ナポリを33年ぶりのセリエA優勝に導いたスパレッティ監督は64歳。スクデットを手にした最年長監督となった。現日本代表コーチの名波浩氏がベネツィアでプレーしていた頃の監督が時を経て、ついにタイトルを手にしたというのは感慨深いものがある。
監督としての評価は以前から高かった。'00年代中期に指揮したローマではトッティを最前線に置き魅力的なサッカーを展開、欧州中で話題となった。スパレッティが尊敬するグアルディオラがメッシを同ポジションに配する随分と前のことだ。しかし、セリエAには手が届かなかった。同い年のアンチェロッティが欧州各地でタイトルを手にする中「いい監督だが勝つための監督ではない」とも言われ、ロシアではゼニトを率い優勝したが「セリエAの重みはまるで別」(ガゼッタ紙)とイタリアの見方はかくも厳しかった。
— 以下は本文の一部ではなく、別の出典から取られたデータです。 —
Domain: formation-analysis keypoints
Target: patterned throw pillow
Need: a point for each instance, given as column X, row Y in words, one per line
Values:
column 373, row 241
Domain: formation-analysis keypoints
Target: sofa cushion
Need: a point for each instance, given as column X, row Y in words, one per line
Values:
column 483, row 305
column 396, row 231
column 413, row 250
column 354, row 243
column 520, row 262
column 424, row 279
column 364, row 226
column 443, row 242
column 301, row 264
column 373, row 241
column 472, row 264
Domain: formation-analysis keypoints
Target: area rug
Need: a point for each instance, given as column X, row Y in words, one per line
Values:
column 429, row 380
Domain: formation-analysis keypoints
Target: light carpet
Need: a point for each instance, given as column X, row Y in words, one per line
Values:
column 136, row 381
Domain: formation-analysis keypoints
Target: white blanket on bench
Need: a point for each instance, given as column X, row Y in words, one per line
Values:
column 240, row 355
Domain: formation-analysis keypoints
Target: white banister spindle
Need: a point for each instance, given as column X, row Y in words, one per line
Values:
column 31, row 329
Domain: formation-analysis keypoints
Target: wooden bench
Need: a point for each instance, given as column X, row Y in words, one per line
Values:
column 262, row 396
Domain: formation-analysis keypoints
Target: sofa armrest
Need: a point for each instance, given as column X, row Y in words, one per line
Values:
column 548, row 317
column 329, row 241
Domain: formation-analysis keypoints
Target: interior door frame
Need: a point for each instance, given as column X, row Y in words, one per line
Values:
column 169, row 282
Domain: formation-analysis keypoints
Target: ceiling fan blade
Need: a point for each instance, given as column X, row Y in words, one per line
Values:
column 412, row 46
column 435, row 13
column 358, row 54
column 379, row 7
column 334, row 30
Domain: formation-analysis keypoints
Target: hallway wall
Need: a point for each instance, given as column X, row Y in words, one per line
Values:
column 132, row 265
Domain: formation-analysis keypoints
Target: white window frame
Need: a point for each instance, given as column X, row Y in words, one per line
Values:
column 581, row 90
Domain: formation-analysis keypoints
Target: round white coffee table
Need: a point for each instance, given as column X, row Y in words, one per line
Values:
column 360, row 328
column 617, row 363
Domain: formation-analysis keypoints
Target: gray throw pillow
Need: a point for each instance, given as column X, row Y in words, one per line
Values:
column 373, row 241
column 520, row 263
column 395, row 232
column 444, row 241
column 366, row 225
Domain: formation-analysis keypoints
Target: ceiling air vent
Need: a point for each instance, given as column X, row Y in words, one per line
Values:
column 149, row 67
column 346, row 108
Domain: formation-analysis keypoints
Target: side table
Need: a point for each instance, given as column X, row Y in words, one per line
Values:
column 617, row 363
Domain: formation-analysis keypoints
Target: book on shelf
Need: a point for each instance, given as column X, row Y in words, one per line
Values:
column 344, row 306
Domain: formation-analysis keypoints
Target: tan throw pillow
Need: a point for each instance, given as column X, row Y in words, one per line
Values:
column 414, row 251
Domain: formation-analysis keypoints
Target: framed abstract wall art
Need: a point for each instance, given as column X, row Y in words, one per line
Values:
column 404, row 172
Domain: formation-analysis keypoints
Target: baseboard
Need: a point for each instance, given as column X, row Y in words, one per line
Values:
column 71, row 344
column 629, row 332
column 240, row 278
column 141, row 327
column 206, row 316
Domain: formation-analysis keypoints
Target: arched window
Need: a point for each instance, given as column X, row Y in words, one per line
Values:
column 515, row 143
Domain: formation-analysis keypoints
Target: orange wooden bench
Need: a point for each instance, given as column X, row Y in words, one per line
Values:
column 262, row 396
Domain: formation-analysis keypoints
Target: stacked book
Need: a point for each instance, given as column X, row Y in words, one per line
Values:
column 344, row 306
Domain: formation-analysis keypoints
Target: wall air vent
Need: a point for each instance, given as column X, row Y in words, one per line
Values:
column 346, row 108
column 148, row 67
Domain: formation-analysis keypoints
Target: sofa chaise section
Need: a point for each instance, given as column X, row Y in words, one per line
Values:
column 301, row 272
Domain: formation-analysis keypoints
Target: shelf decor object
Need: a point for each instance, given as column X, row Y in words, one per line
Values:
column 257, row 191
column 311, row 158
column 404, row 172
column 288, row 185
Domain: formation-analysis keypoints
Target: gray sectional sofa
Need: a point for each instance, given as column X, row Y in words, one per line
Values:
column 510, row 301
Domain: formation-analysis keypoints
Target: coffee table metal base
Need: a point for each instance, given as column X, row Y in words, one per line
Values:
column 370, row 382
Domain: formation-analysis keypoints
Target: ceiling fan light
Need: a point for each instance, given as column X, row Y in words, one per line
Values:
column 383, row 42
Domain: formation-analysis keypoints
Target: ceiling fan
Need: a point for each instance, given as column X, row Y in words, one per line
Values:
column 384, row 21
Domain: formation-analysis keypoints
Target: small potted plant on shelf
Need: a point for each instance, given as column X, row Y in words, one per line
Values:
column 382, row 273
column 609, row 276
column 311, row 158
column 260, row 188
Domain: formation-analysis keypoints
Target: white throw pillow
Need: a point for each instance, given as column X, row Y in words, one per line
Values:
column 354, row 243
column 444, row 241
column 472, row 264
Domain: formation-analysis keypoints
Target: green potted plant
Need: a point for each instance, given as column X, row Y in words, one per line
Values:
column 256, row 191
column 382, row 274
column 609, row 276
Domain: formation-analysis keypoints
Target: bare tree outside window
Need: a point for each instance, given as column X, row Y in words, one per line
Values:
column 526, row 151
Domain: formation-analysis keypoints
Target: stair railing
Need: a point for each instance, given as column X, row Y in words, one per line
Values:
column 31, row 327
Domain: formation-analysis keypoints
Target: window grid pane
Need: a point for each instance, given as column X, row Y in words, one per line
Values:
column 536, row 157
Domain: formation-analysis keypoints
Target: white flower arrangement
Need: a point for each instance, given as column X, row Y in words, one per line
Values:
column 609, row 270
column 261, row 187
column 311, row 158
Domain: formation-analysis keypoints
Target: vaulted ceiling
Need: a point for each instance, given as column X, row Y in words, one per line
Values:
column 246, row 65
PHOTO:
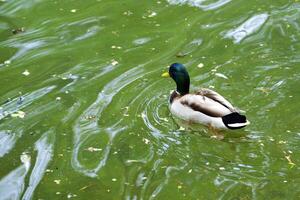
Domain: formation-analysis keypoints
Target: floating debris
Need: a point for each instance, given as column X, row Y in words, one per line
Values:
column 128, row 13
column 153, row 14
column 26, row 73
column 114, row 62
column 116, row 47
column 200, row 65
column 221, row 75
column 71, row 195
column 288, row 157
column 146, row 141
column 181, row 55
column 165, row 119
column 93, row 149
column 19, row 114
column 7, row 62
column 18, row 30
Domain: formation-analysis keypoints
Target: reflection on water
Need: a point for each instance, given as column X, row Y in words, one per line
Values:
column 202, row 3
column 247, row 28
column 12, row 185
column 93, row 111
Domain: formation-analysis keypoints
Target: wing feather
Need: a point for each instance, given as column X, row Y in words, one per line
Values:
column 216, row 97
column 205, row 105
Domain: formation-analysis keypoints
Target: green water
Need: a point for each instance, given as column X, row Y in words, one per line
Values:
column 86, row 74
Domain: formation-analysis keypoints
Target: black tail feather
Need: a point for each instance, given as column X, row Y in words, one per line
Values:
column 234, row 118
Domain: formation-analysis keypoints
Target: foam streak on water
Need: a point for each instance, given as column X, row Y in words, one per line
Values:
column 84, row 128
column 249, row 27
column 201, row 3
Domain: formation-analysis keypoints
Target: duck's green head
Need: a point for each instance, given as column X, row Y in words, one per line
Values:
column 179, row 74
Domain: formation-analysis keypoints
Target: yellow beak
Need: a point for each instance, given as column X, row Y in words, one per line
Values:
column 165, row 75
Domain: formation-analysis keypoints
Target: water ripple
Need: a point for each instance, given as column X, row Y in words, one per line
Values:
column 249, row 27
column 201, row 3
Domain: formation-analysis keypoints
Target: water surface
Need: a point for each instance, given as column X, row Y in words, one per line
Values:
column 84, row 111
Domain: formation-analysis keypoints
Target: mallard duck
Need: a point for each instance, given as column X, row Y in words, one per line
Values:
column 205, row 107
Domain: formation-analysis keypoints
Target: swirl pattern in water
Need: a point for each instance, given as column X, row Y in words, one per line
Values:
column 84, row 112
ついに手にした成功を喜ぶのはナポリ人だけではないはずだ。
この優勝でスパレッティのナポリの時代が到来か――との声もあるが、簡単ではない。現在のイタリアは4年間で異なる4チームが優勝するという群雄割拠の時代。欧州でもこれほど拮抗しているリーグはない。
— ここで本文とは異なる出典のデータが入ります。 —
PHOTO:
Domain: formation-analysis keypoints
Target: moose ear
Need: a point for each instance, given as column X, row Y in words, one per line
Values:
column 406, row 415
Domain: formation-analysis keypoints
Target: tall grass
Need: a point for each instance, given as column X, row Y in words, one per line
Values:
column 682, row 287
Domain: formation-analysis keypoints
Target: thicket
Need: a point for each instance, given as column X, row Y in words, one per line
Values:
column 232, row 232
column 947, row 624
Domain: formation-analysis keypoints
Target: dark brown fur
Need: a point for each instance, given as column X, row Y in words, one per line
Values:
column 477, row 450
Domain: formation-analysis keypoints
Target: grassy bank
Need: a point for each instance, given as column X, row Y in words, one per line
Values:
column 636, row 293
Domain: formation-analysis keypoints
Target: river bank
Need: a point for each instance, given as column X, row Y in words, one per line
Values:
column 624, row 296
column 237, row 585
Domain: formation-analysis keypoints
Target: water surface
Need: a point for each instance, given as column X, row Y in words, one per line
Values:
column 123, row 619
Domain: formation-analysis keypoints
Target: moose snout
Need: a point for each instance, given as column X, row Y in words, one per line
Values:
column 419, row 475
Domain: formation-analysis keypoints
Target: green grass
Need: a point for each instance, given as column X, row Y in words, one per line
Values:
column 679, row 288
まずは今季の優勝で移籍市場での人気銘柄となった選手たちをどれだけキープできるか。優勝の立役者のひとり、FWクバラツヘリアの開幕時の市場価値は1000万ユーロだったが、現在は1億ユーロと10倍になっている(ガゼッタ紙算出)。今季得点ランキングトップのオシムヘンは1億5000万ユーロだ。今季の活躍で欧州最高のCBのひとりとまで評価されるようになった韓国人キム・ミンジェの違約金は5000万ユーロほどといわれており、プレミアリーグのクラブにとっては簡単に出せる額だ。デ・ラウレンティス会長は「来季はチャンピオンズリーグを狙う」と威勢はいいが、全員が残留することはないだろう。
ただ、今季もクリバリーやインシーニェ、メルテンス、ファビアン・ルイスら中軸を放出した中での優勝だった。ロボツカやアンギサら、地味な好選手を見つけた敏腕SDのジュントーリが連れてくるであろう新戦力が再び機能すれば、スパレッティのナポリはイタリアとCLの舞台でさらなる躍進を見せるだろう。